“The Man I Love” brings the director Ira Sachs to competition for the second time, after “Frankie” in 2019. It’s the sort of film that might sound familiar in a description, butit’s made with such detail and care that it feels lived in, not simply dramatized. It’s set in New York in the late 1980s, and there’s a causal confidence to the way the production design re-creates the era of videocassettes, “non-stop go-go bars,” and downtown experimental theater. (The movie was also shot on film, something that can’t be taken for granted these days.)
The story revolves around Jimmy George (Rami Malek), an exuberant theater artist—not performance artist, he insists—who, intentionally or not, has made himself the center of several people’s lives. Those people include Dennis (Tom Sturridge), his longtime partner, who views with him with a mixture of enduring tenderness and concern; Vincent (Luther Ford), a British newcomer to Jimmy’s building who is drawn to his magnetism; and Brenda (Rebecca Hall), Jimmy’s sister, who travels between Jimmy’s countercultural milieu and the more traditional world of their family. Early on, she apologizes to Dennis because her parents didn’t invite him to their anniversary party.

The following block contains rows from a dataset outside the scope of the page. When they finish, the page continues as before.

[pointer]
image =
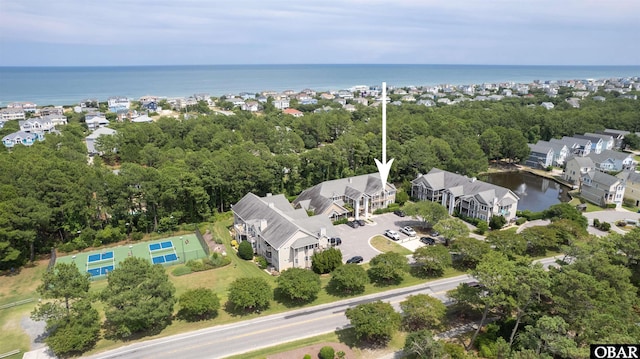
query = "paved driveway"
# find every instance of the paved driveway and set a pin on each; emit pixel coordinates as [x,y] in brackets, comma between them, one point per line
[355,241]
[611,216]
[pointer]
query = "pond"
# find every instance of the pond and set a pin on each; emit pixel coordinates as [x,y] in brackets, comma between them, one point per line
[536,193]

Jimmy’s volatility is on full display as he prepares for a new stage performance inspired by a 1970s French Canadian film. The rehearsal scenes (some other members of the group are played by Stephen Adly Guirgis and Sasha Lane) are depicted at length, and late in the film, Jimmy has something like a “Raging Bull” moment in his dressing room as he runs through lines for his big night.
Offstage, Jimmy bonds with Vincent, helping him carry a mattress up to his apartment. Dennis regards Vincent warily when he brings over a bottle of wine, perhaps because Dennis has seen all this before, but also because he is worried for both men.

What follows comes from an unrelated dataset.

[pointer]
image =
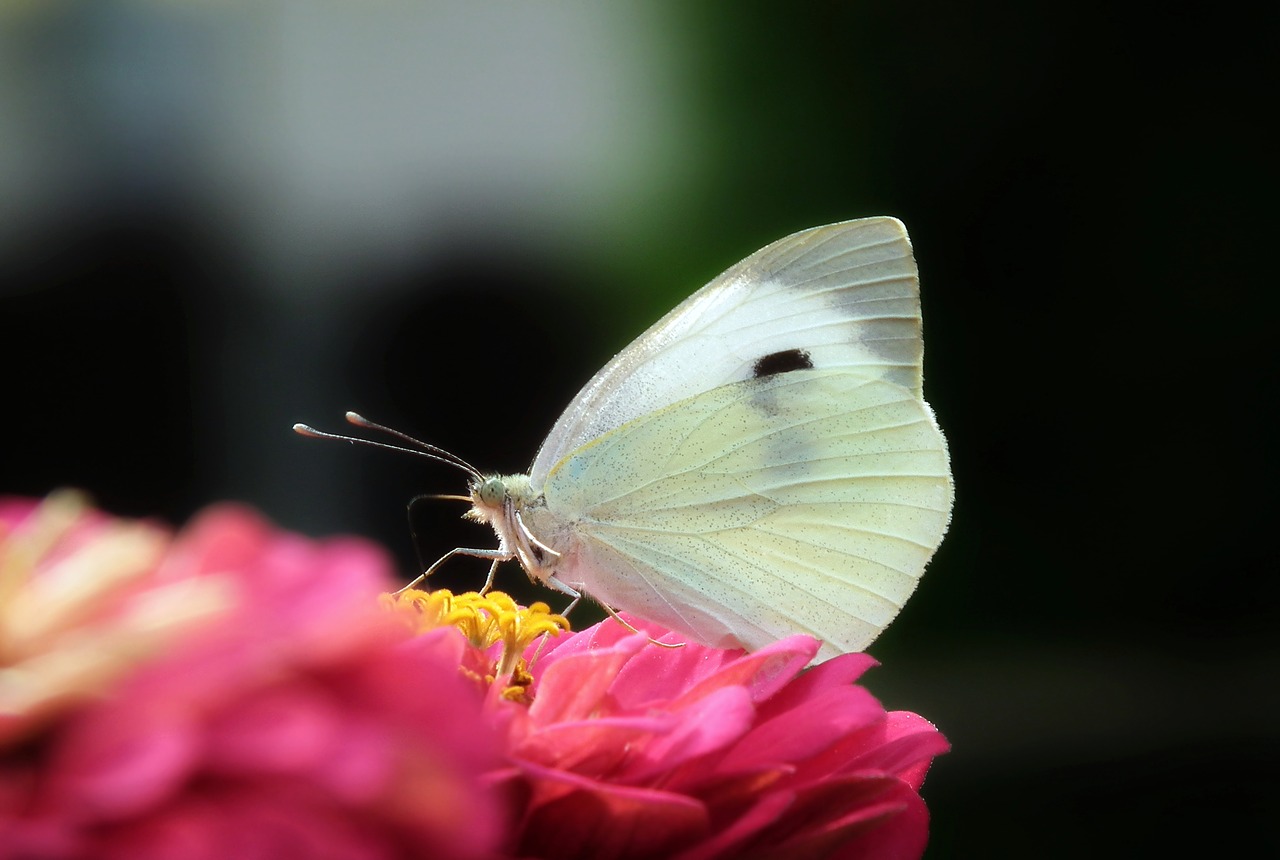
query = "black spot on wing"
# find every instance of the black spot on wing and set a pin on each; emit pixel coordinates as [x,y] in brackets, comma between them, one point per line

Brenda is happy to see Jimmy in high spirits and wants her teenage son to get to know him: “It’s good for him to see his uncle up close, especially now when he’s busy and excited with a new show,” she tells her husband, Gene (Ebon Moss-Bachrach). Gene is more skeptical: Jimmy’s current state isn’t going to last, he says, and that’s going to be tough for the boy. There’s a powerful scene in which the son, Billy (Dennis Courtis), records Jimmy with a camcorder as Jimmy unapologetically delivers a private confession about his wild experiences with sex and drugs, addressed to his parents. There is a sense that it’s one of the last chances he’ll get to put his cards on the table.

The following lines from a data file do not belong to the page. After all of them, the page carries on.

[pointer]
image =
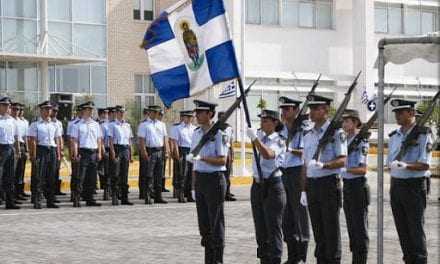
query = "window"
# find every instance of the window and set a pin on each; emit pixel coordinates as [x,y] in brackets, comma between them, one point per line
[143,9]
[403,19]
[145,93]
[294,13]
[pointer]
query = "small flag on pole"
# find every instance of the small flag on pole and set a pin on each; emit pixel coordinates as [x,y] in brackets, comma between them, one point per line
[189,49]
[229,90]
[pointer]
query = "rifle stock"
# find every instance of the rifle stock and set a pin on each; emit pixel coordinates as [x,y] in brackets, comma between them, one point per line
[336,121]
[217,125]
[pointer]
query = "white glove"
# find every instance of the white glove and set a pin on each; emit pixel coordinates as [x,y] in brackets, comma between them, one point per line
[303,200]
[190,158]
[397,165]
[316,164]
[251,133]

Because the film is set in New York, with gay characters, in the 1980s, it should be no surprise that the story involves AIDS. But one of the strengths of “The Man I Love” is that it keeps AIDS in the background until relatively late in the going: The film is not simply an AIDS drama or a gay drama, but a drama about the process of making theater, the thorniness of familial and romantic relations, and caring for a loved one whose love for you isn’t—and maybe can’t be—symmetrical. (In that, it has echoes of Sachs’s “Passages” from three years ago; he wrote both films with Mauricio Zacharias.) The romances are depicted with considerable complexity: Jimmy and Vincent don’t avoid physical touch despite the danger, and there’s a sweatiness in the intimate scenes that is refreshing. The film’s worldview is best summarized by Brenda: “It’s a tough business, living,” she says.

The Cannes regular Christophe Honoré (“Marcello Mio”) is considerably less successful at evoking a past era in “Orange-Flavoured Wedding.” (I’m leaving that British “U” in “flavored,” per the film’s official materials, at least until the inevitable title change.) This unwieldy French ensemble drama, showing in the Cannes Premiere section, centers on a wedding on March 11, 1978—specifically, the day of the French singer Claude François’s death at 39 from electrocution, a bit of breaking news that casts a pall over what’s meant to be a joyous gathering.
If you handed me an “Orange-Flavoured” family tree and gave me a week in advance to study up on the more than dozen major characters, I’m still not sure I could follow everything. Never the most disciplined storyteller, Honoré, who wrote and directed, drops viewers into the dysfunctional family dynamics in medias res and never clarifies much from there. Although the bulk of the movie is set at the wedding party, the narrative abruptly flashes forward three times—once to show a ghost apologizing to his mother, in the sort of stylistic deviation that should have stayed on the page.
An absent father, mental instability, drug abuse, cancer, P.T.S.D. from wartime experiences in Algeria—they’re all mentioned in this film, but none is addressed with any depth. Only Adèle Exarchopoulos, as a troubled sister of the groom, manages to create a character who commands attention from scene to scene.